How an eBay seller profits from MH370

mh370 scam

 

 

Amid the darkness surrounding the fate of Malaysia Airlines Flight 370, and with tremendous support and prayers it receives everywhere around the world, particularly on social media websites like Twitter with hashtag #prayforMH370, an unknown eBay seller attempts to monetize its popularity by setting up a website, and bidding it for his or her own profit.

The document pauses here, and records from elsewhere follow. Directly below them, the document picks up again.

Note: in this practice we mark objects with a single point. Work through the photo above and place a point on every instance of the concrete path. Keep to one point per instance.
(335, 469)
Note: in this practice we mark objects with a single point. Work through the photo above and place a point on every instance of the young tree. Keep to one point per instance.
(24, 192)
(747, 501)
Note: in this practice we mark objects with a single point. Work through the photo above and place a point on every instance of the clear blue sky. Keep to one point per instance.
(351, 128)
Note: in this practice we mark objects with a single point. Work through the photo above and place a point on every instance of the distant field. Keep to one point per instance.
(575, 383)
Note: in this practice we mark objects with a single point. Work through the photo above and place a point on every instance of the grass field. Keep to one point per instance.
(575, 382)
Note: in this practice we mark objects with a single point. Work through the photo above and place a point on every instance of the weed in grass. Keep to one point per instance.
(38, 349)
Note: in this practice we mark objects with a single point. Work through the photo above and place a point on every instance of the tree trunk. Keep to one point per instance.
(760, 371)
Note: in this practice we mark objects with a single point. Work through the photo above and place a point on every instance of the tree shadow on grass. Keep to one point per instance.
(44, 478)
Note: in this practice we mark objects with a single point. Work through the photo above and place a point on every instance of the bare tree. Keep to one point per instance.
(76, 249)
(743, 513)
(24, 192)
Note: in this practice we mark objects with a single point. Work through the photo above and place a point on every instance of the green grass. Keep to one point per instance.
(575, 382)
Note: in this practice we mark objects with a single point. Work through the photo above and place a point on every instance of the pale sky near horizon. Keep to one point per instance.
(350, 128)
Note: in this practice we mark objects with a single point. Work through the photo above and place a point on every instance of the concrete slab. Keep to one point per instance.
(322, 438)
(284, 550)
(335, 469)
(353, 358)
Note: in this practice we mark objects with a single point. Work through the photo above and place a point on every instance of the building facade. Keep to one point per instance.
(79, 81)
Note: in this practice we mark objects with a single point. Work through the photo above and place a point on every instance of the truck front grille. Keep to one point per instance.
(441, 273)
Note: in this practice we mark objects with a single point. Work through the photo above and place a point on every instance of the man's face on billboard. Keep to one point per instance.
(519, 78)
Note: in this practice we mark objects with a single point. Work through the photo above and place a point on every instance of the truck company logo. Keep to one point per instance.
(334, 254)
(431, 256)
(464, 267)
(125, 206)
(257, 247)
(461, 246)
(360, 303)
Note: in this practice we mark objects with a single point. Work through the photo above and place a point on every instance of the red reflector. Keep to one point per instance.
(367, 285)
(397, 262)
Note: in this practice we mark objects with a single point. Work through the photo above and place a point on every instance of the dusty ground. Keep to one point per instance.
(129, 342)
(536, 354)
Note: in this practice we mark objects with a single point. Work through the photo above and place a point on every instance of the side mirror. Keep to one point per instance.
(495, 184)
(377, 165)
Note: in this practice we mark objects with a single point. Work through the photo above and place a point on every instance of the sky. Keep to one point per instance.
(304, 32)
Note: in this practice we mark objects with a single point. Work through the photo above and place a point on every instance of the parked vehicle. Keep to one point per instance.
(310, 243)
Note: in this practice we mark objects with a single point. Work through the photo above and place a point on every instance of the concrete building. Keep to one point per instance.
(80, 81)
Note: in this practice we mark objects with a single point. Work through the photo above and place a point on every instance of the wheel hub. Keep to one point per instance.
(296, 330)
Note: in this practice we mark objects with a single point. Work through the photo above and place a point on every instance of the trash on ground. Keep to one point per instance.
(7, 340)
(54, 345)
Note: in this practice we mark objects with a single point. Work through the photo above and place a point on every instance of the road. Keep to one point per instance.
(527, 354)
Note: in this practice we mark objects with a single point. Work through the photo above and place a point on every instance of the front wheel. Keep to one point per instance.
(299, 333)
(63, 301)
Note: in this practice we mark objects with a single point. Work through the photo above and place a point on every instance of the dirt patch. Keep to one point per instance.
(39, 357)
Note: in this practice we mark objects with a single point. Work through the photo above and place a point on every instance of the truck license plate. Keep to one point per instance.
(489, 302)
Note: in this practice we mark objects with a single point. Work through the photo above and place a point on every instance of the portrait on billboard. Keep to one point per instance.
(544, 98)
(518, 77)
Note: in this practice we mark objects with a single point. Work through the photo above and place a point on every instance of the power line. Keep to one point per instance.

Channeling online traffic flows using a specific tag towards your own website to gain more money? To any person making use of the trick, you are brilliant, but unfortunately, you are completely absent of your humane feelings. I don’t know what the underlying motives are for this person, but just, sense of humanity becomes a very lackadaisical by-product here.

Source: BBC Trending

 

This is what the eBay seller offers, anyway. Nevertheless, if you try to click MH370.com right now, it looks like the website has been taken down.

mh370 bid

MH370

mh370

 

 

It was supposed to be a normal flight like any other do. Families waiting for their beloved ones after a few days’ travel, couples to meet their relatives back in town, students taking a long break after that enduring, oftentimes excruciating, series of school activities, employees taking their short break to release their stresses, and myriad stories to go. They boarded one of the world’s most excellent airlines, having – despite occasional minor incidents – excellently, and safely, brought more than 12 million passengers worldwide, putting on themselves normal expectations on what to do after their arrival back home.

But the flight, taking place from Kuala Lumpur to Beijing, had never arrived ever since. On March 8, deep down in its early dusk, the plane’s signal disappeared. So do the passengers. And up to this moment, the day this post is published, despite intensive efforts by numerous countries to track the aircraft – going so far as involving more than 40 jets and up to 30 ships, none of the attempts has resulted in any definitive answers for its mystery, though. As long as the search goes, rumors, speculation, and even conspiracy theories color the ongoing conversations, in particular social media. We heard stories from Vietnam authorities that the plane has crashed at seas – the source was obscure. The rescue teams discovered slicks of oil thought to be that of the aircraft – these slicks were from tankers. Other teams had discovered what was thought to be parts of the aircraft – they turn out to be random items discarded at sea. Two mysterious passengers, having boarded the flight using forged passports, who were once suspected of a possible terrorism plot, were no more than hopeful Iranian migrants looking for a better life in Europe.

The mystery remains at bay, and frustration escalates into deep anguish, and anger. The passengers’ families in Beijing unceasingly storm the Malaysian Airlines officials regarding their relatives’ fate; as long as the search results in null-and-void, there is nothing much the company can do. They are being shouted at, yelled at, and even thrown water bottles, by some of the family members. Still, though, without any valid results from the search-and-rescue teams, there is nothing much the company can do.

With things remaining in limbo, I can only hope for one thing, though: whether it will be good news, whether it will be bad news, let there be light for the families left behind. May all their beloved ones be allowed to gain the truth, even if it means they have to prepare for the worst consequences. Let there be light for everyone.